Distinct brainstem and forebrain circuits receiving tracheal sensory neuron inputs revealed using a novel conditional anterograde transsynaptic viral tracing system.

Sensory nerves innervating the mucosa of the airways monitor the local environment for the presence of irritant stimuli and, when activated, provide input to the nucleus of the solitary tract (Sol) and paratrigeminal nucleus (Pa5) in the medulla to drive a variety of protective behaviors. Accompanying these behaviors are perceivable sensations that, particularly for stimuli in the proximal end of the airways, can be discrete and localizable. Airway sensations likely reflect the ascending airway sensory circuitry relayed via the Sol and Pa5, which terminates broadly throughout the CNS. However, the relative contribution of the Sol and Pa5 to these ascending pathways is not known.

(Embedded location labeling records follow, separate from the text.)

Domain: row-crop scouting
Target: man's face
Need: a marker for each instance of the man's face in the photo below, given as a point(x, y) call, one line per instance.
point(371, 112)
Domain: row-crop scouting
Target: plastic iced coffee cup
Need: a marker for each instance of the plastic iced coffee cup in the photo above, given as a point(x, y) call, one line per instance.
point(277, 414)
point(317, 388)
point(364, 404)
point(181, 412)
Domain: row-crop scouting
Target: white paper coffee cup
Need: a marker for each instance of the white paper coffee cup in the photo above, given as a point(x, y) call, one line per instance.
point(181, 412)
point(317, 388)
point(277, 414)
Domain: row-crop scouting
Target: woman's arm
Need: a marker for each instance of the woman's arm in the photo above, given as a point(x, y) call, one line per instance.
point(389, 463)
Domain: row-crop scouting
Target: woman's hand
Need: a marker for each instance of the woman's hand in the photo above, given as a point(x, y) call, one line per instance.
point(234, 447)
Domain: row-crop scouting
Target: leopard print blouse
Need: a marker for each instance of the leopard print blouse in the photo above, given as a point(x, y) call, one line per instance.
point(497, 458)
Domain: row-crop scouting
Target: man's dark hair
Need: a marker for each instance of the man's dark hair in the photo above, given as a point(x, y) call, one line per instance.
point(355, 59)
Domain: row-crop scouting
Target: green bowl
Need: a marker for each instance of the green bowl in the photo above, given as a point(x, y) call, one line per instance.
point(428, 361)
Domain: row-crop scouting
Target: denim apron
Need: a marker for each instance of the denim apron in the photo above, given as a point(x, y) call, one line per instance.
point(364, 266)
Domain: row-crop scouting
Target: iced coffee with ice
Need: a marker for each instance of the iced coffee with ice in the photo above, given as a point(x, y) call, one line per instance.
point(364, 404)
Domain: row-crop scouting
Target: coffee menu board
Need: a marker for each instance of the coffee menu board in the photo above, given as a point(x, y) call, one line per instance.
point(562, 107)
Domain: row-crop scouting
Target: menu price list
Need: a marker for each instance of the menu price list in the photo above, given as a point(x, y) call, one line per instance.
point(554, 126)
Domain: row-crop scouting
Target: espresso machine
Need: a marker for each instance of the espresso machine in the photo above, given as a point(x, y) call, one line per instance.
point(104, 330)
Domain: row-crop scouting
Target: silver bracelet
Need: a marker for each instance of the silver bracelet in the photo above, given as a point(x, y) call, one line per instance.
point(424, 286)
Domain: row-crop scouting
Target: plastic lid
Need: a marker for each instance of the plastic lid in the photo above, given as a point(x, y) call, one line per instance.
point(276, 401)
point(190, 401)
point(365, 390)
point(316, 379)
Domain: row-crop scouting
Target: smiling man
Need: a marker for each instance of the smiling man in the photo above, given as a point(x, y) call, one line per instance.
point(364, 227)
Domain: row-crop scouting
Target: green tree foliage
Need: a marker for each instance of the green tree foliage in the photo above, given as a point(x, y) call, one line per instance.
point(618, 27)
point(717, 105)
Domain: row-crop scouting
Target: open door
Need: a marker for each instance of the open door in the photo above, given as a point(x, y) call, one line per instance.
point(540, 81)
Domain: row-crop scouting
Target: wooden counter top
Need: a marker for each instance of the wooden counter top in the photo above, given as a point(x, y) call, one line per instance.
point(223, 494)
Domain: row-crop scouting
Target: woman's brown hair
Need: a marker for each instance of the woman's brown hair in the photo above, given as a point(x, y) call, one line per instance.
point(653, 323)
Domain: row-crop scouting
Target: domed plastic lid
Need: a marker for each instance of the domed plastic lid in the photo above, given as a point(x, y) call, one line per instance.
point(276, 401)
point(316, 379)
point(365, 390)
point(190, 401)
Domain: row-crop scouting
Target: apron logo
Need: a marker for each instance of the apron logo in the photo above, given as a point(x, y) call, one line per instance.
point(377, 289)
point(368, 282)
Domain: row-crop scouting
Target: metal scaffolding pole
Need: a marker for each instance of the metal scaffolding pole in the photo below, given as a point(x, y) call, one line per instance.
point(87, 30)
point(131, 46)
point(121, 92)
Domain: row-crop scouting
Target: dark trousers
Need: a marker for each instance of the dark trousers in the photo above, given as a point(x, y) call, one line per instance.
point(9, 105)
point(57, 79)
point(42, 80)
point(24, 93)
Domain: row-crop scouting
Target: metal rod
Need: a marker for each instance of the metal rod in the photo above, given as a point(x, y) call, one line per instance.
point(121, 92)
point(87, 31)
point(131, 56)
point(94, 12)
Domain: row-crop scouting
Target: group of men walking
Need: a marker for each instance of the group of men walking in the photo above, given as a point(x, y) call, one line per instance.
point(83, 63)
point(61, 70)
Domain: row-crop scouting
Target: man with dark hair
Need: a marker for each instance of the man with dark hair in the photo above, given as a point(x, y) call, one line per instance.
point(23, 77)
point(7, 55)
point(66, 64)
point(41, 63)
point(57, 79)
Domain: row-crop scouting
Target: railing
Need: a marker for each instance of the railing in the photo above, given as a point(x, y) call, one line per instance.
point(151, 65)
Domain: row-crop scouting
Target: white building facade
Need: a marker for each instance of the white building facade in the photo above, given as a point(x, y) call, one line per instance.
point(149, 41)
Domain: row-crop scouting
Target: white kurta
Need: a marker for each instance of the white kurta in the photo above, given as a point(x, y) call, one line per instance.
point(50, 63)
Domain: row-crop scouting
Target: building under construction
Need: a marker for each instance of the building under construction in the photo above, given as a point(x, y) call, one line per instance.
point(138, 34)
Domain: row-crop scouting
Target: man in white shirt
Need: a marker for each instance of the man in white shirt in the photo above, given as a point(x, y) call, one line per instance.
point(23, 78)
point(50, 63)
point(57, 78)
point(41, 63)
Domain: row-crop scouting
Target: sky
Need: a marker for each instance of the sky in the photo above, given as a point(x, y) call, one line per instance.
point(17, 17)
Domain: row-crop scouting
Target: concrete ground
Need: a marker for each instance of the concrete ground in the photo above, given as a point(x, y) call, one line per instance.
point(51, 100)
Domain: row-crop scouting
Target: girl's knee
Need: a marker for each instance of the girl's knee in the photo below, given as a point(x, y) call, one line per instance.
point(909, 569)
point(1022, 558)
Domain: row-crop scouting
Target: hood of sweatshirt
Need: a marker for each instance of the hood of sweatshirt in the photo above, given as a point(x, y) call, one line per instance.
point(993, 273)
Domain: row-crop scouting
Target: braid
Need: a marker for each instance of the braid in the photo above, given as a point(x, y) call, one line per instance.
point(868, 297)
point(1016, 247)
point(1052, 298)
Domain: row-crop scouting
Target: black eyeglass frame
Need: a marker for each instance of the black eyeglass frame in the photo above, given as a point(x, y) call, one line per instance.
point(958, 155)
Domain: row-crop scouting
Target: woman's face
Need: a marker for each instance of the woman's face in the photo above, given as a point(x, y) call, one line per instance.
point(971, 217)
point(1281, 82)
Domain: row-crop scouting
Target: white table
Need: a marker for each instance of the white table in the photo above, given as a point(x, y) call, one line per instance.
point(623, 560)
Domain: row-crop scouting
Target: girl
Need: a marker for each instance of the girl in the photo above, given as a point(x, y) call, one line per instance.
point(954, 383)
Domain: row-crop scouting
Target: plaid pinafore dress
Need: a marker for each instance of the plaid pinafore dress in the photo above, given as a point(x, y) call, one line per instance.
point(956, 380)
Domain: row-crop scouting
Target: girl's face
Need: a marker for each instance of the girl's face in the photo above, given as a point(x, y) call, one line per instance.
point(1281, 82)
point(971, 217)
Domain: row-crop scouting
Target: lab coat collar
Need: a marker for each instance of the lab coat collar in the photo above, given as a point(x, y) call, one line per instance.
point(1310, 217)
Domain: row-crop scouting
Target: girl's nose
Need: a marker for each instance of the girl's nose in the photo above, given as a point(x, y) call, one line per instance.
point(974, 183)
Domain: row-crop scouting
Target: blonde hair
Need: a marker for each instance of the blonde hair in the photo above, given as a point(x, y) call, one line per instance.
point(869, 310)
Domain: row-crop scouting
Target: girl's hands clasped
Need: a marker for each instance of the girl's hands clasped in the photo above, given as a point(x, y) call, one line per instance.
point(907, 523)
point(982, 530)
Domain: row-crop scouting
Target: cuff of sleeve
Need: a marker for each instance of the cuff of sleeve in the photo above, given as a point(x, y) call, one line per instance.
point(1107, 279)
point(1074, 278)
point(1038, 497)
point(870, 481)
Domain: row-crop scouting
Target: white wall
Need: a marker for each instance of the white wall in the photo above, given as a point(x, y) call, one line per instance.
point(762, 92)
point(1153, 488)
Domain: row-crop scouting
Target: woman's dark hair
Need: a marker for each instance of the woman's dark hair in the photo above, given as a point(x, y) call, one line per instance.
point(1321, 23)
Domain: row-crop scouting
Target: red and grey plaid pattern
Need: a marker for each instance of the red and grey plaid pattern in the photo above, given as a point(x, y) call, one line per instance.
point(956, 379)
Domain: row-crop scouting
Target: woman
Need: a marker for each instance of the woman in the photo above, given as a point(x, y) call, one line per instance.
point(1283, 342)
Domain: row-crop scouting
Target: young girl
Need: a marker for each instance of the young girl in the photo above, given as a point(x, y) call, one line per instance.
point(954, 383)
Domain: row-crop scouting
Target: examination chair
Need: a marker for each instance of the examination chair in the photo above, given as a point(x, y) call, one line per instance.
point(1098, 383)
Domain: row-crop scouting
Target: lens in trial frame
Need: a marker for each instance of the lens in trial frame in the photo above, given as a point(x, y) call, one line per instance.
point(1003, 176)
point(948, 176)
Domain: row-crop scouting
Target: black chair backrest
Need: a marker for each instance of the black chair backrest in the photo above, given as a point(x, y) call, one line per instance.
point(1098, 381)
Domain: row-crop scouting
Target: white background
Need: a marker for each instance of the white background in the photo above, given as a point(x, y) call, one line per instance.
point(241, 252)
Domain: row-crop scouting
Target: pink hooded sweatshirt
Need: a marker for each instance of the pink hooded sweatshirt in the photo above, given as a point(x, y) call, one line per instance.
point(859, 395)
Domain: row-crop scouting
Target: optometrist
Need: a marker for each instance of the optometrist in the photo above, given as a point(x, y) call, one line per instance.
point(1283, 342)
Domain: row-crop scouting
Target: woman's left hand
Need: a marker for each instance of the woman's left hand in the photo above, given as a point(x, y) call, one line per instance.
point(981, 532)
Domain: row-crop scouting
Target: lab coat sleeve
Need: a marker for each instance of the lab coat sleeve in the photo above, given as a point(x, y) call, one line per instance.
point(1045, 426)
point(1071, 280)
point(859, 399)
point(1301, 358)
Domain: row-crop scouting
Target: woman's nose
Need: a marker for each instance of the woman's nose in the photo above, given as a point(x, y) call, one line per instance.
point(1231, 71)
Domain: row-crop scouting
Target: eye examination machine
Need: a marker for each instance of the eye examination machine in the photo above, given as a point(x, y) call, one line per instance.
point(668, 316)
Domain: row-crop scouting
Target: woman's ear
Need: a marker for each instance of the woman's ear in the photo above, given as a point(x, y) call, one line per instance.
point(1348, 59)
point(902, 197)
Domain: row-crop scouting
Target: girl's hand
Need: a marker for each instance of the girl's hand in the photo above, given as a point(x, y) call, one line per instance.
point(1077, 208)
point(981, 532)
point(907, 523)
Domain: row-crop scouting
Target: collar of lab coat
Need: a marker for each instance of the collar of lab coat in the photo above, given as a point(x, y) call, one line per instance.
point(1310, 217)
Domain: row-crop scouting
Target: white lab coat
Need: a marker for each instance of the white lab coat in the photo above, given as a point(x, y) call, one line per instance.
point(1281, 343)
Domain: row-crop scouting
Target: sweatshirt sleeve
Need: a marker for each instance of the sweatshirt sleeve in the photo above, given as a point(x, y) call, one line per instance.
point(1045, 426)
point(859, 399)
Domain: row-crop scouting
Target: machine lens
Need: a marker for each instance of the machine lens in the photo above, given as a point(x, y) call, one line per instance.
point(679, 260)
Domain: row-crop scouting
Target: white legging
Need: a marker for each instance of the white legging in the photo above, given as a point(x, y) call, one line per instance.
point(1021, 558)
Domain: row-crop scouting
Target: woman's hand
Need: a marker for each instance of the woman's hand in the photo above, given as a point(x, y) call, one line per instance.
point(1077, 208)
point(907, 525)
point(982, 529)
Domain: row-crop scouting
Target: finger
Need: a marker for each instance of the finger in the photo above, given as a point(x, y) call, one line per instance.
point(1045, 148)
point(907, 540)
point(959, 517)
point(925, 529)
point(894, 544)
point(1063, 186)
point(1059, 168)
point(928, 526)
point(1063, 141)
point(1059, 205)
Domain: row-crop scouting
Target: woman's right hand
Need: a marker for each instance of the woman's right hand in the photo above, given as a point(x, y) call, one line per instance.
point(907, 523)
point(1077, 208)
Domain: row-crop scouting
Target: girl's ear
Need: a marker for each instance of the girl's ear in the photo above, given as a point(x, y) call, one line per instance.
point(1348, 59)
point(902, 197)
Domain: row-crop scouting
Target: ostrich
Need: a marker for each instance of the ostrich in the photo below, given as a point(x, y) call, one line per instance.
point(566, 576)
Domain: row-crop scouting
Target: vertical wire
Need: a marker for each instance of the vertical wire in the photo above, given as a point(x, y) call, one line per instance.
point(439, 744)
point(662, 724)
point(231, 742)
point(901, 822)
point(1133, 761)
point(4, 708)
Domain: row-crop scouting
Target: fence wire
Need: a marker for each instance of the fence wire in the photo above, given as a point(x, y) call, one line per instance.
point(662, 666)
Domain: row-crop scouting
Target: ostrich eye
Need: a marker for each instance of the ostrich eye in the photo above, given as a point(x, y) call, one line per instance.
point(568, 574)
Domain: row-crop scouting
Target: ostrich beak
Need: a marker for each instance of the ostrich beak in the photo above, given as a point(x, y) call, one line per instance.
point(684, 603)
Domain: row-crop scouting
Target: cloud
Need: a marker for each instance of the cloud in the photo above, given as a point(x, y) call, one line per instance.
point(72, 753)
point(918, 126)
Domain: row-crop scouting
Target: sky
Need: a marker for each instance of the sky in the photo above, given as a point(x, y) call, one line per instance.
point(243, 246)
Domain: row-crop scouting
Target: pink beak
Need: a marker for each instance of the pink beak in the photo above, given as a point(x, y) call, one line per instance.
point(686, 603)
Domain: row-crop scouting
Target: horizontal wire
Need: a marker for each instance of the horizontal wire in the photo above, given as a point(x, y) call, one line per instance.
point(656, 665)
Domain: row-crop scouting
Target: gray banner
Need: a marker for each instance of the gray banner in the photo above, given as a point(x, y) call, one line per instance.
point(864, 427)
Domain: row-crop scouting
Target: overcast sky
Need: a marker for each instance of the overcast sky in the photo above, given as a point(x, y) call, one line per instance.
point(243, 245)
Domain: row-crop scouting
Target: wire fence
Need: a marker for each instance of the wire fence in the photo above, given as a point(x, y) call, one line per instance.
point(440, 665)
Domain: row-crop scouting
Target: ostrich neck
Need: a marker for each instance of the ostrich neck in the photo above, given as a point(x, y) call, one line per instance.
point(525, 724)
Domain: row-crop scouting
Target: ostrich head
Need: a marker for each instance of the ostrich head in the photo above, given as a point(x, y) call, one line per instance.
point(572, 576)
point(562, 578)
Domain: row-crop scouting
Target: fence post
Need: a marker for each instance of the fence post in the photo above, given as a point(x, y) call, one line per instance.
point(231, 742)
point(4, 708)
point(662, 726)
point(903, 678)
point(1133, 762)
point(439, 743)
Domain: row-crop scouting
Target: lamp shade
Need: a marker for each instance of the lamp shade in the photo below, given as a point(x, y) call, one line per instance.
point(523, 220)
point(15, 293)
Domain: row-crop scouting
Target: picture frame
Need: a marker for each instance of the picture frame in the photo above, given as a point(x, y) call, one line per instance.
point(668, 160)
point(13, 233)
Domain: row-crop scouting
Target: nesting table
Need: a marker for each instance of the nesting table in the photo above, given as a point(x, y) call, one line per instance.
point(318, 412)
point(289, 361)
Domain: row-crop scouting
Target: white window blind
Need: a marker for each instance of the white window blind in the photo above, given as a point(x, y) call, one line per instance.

In the present study, we developed and characterized a novel conditional anterograde transneuronal viral tracing system based on the H129 strain of herpes simplex virus 1 and used this system in rats along with conventional neuroanatomical tracing with cholera toxin B to identify subcircuits in the brainstem and forebrain that are in receipt of relayed airway sensory inputs via the Sol and Pa5. We show that both the Pa5 and proximal airways disproportionately receive afferent terminals arising from the jugular (rather than nodose) vagal ganglia and the output of the Pa5 is predominately directed toward the ventrobasal thalamus. We propose the existence of a somatosensory-like pathway from the proximal airways involving jugular ganglia afferents, the Pa5, and the somatosensory thalamus and suggest that this pathway forms the anatomical framework for sensations arising from the proximal airway mucosa.